# Your O2 voicemail password



## SadBob (3 Apr 2014)

Was looking for an old (2 months or so) voice message on my voice mail tonight. Stumbled into a beginners voice mail guide as follows 171, followed by 888 for a new customer introduction to voice mail guide. Am not a beginner so pressed * to exit as instructed. On exiting it gave me my current password on exiting ..... be aware O2 customers. Will inform them tomorrow as cant now.


----------



## Lightning (3 Apr 2014)

Am I missing something here ... what is wrong with O2 telling you your password after you are already connected to the voicemail service?


----------



## SadBob (3 Apr 2014)

Someone picking up your phone, dialing 171 and following the steps above and getting your password. You don't need to enter your password to do this. Obviously, care should be taken with leaving your handset lying around unlocked.


----------



## seantheman (3 Apr 2014)

SadBob said:


> care should be taken with leaving your handset lying around unlocked.

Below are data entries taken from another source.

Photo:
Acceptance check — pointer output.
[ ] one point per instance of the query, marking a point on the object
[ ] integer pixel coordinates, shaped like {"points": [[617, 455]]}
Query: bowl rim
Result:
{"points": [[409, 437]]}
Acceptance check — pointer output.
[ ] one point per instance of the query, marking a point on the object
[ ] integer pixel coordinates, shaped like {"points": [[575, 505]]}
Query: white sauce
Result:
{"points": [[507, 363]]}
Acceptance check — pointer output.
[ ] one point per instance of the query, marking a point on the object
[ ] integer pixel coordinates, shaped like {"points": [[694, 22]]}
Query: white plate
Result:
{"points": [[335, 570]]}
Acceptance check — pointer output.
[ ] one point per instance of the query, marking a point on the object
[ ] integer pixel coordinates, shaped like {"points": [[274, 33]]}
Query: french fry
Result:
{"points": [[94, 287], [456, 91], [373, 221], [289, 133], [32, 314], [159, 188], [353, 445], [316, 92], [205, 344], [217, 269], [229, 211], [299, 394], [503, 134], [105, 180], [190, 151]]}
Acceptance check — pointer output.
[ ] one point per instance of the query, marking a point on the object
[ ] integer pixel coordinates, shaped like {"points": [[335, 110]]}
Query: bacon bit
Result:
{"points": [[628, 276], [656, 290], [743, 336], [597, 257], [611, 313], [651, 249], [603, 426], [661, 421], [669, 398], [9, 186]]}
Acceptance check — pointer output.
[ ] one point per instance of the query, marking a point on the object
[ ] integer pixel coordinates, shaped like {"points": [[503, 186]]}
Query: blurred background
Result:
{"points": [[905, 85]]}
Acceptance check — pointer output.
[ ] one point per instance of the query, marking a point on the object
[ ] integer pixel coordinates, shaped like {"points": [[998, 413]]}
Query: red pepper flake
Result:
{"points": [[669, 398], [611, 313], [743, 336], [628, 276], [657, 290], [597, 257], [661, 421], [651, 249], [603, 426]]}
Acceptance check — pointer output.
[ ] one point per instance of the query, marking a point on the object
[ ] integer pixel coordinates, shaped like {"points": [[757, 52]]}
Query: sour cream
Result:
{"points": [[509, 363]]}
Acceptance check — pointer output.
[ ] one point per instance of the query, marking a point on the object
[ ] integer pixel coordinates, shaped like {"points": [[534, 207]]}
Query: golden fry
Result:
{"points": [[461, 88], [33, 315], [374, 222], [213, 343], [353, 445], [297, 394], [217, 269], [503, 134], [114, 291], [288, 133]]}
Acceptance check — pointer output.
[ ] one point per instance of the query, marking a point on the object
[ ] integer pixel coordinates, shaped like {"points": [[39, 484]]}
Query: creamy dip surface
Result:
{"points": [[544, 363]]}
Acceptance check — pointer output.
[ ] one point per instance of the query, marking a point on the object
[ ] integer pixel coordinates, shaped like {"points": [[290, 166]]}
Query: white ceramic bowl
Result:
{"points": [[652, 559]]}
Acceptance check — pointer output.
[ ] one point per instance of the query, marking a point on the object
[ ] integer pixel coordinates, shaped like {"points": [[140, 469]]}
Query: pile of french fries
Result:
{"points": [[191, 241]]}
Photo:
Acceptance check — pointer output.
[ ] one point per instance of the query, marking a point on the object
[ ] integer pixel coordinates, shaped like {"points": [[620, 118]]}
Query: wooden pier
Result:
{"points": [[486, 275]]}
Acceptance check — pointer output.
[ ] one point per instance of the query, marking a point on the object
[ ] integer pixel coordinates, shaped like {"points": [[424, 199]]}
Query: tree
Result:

Fair stab at the definition of an oxymoron there


----------



## SadBob (3 Apr 2014)

It’s not a ‘stab’ at anything and doesn’t come close to an oxymoron. Care can still be taken. Anyway, an idiots guide then;
•	Your O2 phone left  anywhere with keypad unlocked or with a timed locked not initiated. Or worse, you lend your mobile to someone in distress for an emergency call.
•	Some scobe or other distressed vindictive individual picks it up while you’re getting a round in and dials 171, followed by 888 and then * to exit – your voice mail password is given on exit to them.
•	Assume I’m the scobe and on exiting it gives me your voice mail password as it does
•	I now have complete access to your messages and voicemail commands from an external source including any land line and my own mobile by dialling the 08/whatever, followed by a 5 and your no. and then the password given and hey presto your messages and voicemail are mine.


----------